I have in my config: <Virtualhost 10.10.11.108:443> ServerName test DocumentRoot "/var/www/test/" ErrorDocument 500 "/error/50x.php" ErrorDocument 502 "/error/50x.php" ErrorDocument 503 "/error/50x.php" ErrorDocument 403 "/error/403.html" ErrorDocument 404 "/error/404.html" ProxyPass /error/ ! ProxyPass /lb/ ! RewriteEngine On RewriteRule ^/$ /test/ [R] <Location /lb> SetHandler balancer-manager </Location> ProxyTimeout 3000 KeepAlive Off ProxyPass / balancer://test/ stickysession=JSESSIONID nofailover=On ProxyPassReverse / http://10.10.20.51:8080/ ProxyPassReverse / http://10.10.21.51:8080/ <Proxy balancer://dashboard/> BalancerMember http://10.10.20.51:8080 route=node1 retry=0 BalancerMember http://10.10.21.51:8080 route=node2 retry=0 </Proxy> ProxyPreserveHost On ProxyErrorOverride On SSLEngine on SSLCertificateFile /etc/httpd/certs/_.localhost.com.crt SSLCertificateKeyFile /etc/httpd/certs/_.localhost.com.key SSLCertificateChainFile /etc/httpd/certs/some_intermediate.crt # LogLevel debug ErrorLog /var/log/httpd/test.error.log CustomLog /var/log/httpd/test.access.log combined </Virtualhost> When apache 2.2.8 starts everything works fine and if I go to https://10.10.11.108/lb/ I see something like this: StickySession Timeout FailoverAttempts Method JSESSIONID 0 1 byrequests Worker URL Route RouteRedir Factor Set Status Elected To From http://10.10.20.51:8080 node1 1 0 Ok 19013 19M 143M http://10.10.21.51:8080 node2 1 0 Ok 1602 752K 5.1M However sometimes if i modify other virtualhosts and do: # apachectl graceful Load balancer looses stickyness, and if i go to https://10.10.11.108/lb/ I see something like this: StickySession Timeout FailoverAttempts Method JSESSIONID 0 1 byrequests Worker URL Route RouteRedir Factor Set Status Elected To From http://10.10.20.51:8080 0 0 Ok 19013 19M 143M http://10.10.21.51:8080 node1 1 0 Ok 1602 752K 5.1M If you do: /etc/init.d/httpd restart it works fine.
Please try with 2.2.9
Tried with 2.2.9 still not fixed. I believe my report is a duplicate of this: https://issues.apache.org/bugzilla/show_bug.cgi?id=42621 For know my "simple solution" is perl wrapper around apache reload. Basically do apachectl graceful, read configs from a perl script and go to balance-manager web page to fix the routes.

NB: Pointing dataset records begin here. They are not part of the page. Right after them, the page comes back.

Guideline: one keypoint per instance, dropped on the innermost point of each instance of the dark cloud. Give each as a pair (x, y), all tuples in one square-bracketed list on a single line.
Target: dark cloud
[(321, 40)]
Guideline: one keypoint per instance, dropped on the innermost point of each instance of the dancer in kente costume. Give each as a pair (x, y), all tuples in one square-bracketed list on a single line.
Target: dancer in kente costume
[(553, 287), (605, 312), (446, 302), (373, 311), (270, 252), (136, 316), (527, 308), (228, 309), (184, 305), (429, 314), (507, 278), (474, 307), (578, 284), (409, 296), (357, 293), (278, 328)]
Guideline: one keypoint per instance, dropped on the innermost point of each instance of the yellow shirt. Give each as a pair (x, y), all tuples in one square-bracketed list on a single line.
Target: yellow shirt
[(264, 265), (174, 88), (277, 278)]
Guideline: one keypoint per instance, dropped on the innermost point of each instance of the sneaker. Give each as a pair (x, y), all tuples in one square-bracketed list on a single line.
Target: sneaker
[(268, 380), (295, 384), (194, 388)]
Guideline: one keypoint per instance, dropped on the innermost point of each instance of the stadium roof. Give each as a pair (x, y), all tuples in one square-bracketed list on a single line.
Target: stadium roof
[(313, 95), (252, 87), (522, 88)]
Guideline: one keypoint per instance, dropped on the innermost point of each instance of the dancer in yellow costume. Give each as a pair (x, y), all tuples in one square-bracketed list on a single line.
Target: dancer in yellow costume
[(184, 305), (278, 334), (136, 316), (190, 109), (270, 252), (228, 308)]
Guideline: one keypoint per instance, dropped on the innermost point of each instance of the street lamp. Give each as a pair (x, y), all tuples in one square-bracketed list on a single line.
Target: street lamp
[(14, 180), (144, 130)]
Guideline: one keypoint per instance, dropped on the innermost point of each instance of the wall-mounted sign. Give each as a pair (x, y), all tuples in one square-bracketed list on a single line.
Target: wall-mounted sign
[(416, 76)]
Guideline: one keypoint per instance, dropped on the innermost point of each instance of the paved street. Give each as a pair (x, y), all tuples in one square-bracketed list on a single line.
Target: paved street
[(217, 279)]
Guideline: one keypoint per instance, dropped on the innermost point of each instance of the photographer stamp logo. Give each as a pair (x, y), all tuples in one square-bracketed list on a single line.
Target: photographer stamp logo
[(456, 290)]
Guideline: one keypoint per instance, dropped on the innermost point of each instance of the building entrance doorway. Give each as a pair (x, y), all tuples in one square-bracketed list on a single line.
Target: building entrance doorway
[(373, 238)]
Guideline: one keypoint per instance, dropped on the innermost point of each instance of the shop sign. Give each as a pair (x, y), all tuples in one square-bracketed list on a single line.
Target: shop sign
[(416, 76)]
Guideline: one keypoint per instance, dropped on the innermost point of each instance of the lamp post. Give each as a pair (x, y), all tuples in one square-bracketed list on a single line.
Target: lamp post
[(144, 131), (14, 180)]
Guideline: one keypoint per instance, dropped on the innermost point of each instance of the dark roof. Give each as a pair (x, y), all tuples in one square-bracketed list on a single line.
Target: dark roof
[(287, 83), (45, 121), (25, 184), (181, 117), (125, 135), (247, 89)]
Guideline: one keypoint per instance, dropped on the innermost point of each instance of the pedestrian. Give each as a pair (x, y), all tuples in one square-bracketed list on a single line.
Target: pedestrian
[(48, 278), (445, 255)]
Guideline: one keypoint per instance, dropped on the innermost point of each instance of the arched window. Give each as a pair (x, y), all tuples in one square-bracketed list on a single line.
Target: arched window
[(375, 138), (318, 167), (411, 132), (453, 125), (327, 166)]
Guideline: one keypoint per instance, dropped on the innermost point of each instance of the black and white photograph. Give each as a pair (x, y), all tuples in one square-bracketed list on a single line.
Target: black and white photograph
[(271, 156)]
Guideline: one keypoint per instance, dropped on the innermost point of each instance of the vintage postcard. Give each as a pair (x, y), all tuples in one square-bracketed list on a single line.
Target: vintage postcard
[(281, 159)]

*** Bug 42621 has been marked as a duplicate of this bug. ***
Created attachment 26555 [details] keepalive.py - Python script to keep an apache process alive indefinitely by using the keepalive issue
I have seen the exact same problem with mod_proxy_balancer losing its routes when you do an apachectl graceful. Here is my relevant config: ProxyPass /balancer-manager ! <Proxy balancer://webmail> BalancerMember http://boreas.sp:80 route=boreas loadfactor=1 BalancerMember http://chinook.sp:80 route=chinook loadfactor=1 BalancerMember http://zephyrus.sp:80 route=zephyrus loadfactor=1 ProxySet lbmethod=byrequests </Proxy> ProxyPass / balancer://webmail/ stickysession=WEBMAILID
I have seen the exact same problem with mod_proxy_balancer losing its routes when you do an apachectl graceful. Here is my relevant config: ProxyPass /balancer-manager ! <Proxy balancer://webmail> BalancerMember http://boreas.sp:80 route=boreas loadfactor=1 BalancerMember http://chinook.sp:80 route=chinook loadfactor=1 BalancerMember http://zephyrus.sp:80 route=zephyrus loadfactor=1 ProxySet lbmethod=byrequests </Proxy> ProxyPass / balancer://webmail/ stickysession=WEBMAILID Oh, here is the server info (Server runs as a VM in ESX): FreeBSD kottke.kinetic.more.net 7.3-RELEASE-p2 FreeBSD 7.3-RELEASE-p2 #0: Mon Jul 12 19:23:19 UTC 2010 root@amd64-builder.daemonology.net:/usr/obj/usr/src/sys/GENERIC amd64 Server version: Apache/2.2.16 (FreeBSD) Server built: Aug 16 2010 15:38:53
WONTFIX - 2.2.x does not guarantee local changes via balancer-manager are kept
The comment on the WONTFIX above suggests that the issue has been misinterpreted. The issue is not that local changes via balancer-manager are being lost, this behaviour is understood. The issue is that by making change to the configuration file (no changes to balancer manager), and then doing a graceful restart, the routes can become offset in a way that no longer matches the configured servers. For example, if I have this: <Proxy balancer://balancer1/> BalancerMember http://host1 route=host1 BalancerMember http://host2 route=host2 BalancerMember http://host3 route=host3 </Proxy> ... and I comment out host1, then do a graceful restart, I may end up with Apache behaving like this ... http://host2 route=host1 http://host3 route=host2 Some observed notes: + Problems appear when new balancer blocks are added or removed, or balancer members are added or removed. + The route names can even cross from one balancer configuration block to another! + It doesn't always happen, we see it on active systems. + A subsequent graceful restart usually fixes the routes. + When it does happen, it happens consistently - we have multiple httpd servers polling Subversion for configuration changes, then checking them out and doing a graceful restart. In this situation, all of our httpd servers tend to develop the same route problems at the same time. This issue has various impacts on applications. In the worst case we saw it cause all traffic for a balancer to be directed to a single balancer member, which couldn't handle the load.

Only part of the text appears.